Na decisão, Mendonça classifica os supostos relatórios como “apócrifos”, sem timbre e sem elementos que permitam verificar adequadamente autoria e data de elaboração. E diz que “o próprio material dizia ser de “difusão restrita”, “documento de trabalho”, “sem valor probatório” e com “confiança agregada baixa”.
Mesmo com a identificação de que a decisão foi tomada “de ofício”, Mendonça cita uma petição do Partido Novo pedindo a prisão preventiva do diretor-geral da PF após o nome “Andrei” aparecer em uma das mensagens contidas no celular de Daniel Vorcaro, vazadas seletivamente, nas investigação do escândalo do Master, do qual o ministro é relator no Supremo.
Mendonça ainda diz que a origem dos supostos relatórios contra ele teria sido reveladas por decisão de Alexandre de Moraes que pedia a inclusão do nome dele no inquérito das Fake News por abuso de autoridade e crimes de responsabilidade na condução do caso do Banco Master e do INSS (Institutos Nacional do Seguro Social).

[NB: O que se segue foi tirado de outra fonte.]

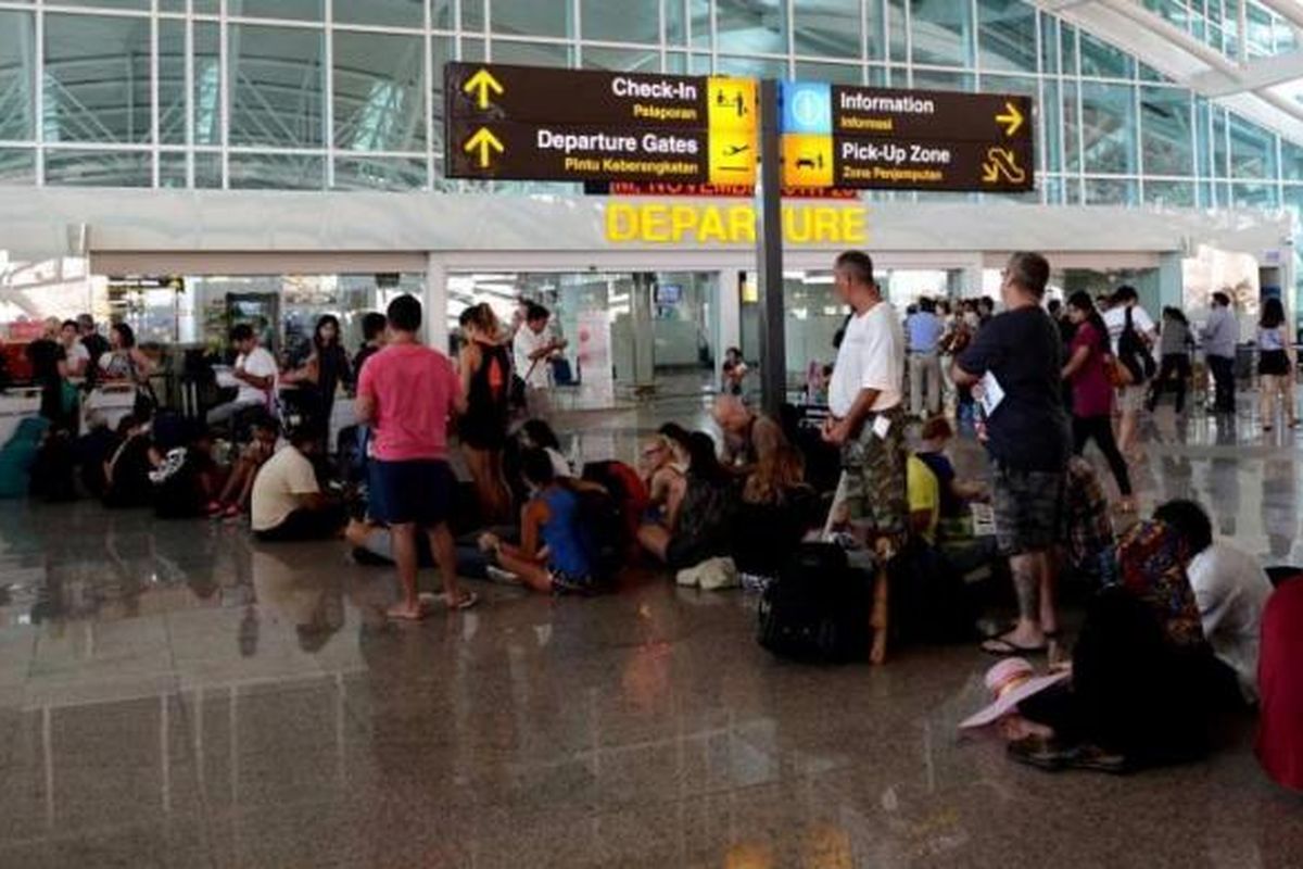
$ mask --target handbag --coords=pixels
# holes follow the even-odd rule
[[[1104,357],[1104,375],[1109,378],[1111,386],[1118,388],[1135,383],[1131,369],[1123,365],[1122,360],[1115,356]]]

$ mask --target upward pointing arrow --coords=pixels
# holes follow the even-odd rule
[[[466,83],[461,86],[461,90],[468,94],[472,91],[480,91],[476,94],[476,106],[480,108],[489,108],[490,93],[498,94],[499,96],[503,93],[502,83],[483,66],[480,68],[480,72],[466,79]]]
[[[493,159],[491,152],[496,151],[502,154],[506,149],[502,145],[502,139],[494,135],[487,126],[481,126],[476,130],[476,134],[466,139],[466,143],[461,146],[461,150],[466,154],[472,154],[476,150],[480,151],[480,168],[487,169],[489,163]]]
[[[1012,103],[1005,103],[1005,113],[997,115],[995,122],[1005,128],[1005,135],[1012,135],[1023,129],[1023,113]]]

“No mesmo dia 03/09/2026, por meio de decisão proferida no Inq. 4781 (o Inquérito das Fake News), o Ministro Alexandre de Moraes determinou o levamento do sigilo de “relatórios de inteligência”, os quais, segundo o Ofício nº 40/GAB/PF, assinado pelo Diretor-Geral da Polícia Federal, teriam sido produzidos pela UADIP/CINQ/CGRC/DICOR/PF, que seria o “órgão de inteligência vinculado à Coordenação de Inquéritos nos Tribunais Superiores”, apesar do cabeçalho do referido Ofício indicar que a sua produção viria da Diretoria de Inteligência Polícia da Polícia Federal (DIP/PF)”, relata Mendonça na decisão desta terça-feira (9).
Em seguida, o ministro passa a decidir em benefício próprio, colocando-se como vítima de perseguição.
“A par de existirem outras questões em torno das inadequações, disfuncionalidades, irregularidades e potenciais ilicitudes na conduta do Senhor Andrei Augusto Passos Rodrigues, a superlativa gravidade e ilicitude na produção dos “relatórios de inteligência” publicizados pelo Ministro Alexandre de Moraes impõe a adoção de providências imediatas para evitar que as prerrogativas da magistratura, da advocacia pública e da própria atividade policial continuem sendo vilipendiadas. Por isso, ante a urgência e extrema gravidade que a situação apresenta, essa decisão se centrará no exame deste fato específico”.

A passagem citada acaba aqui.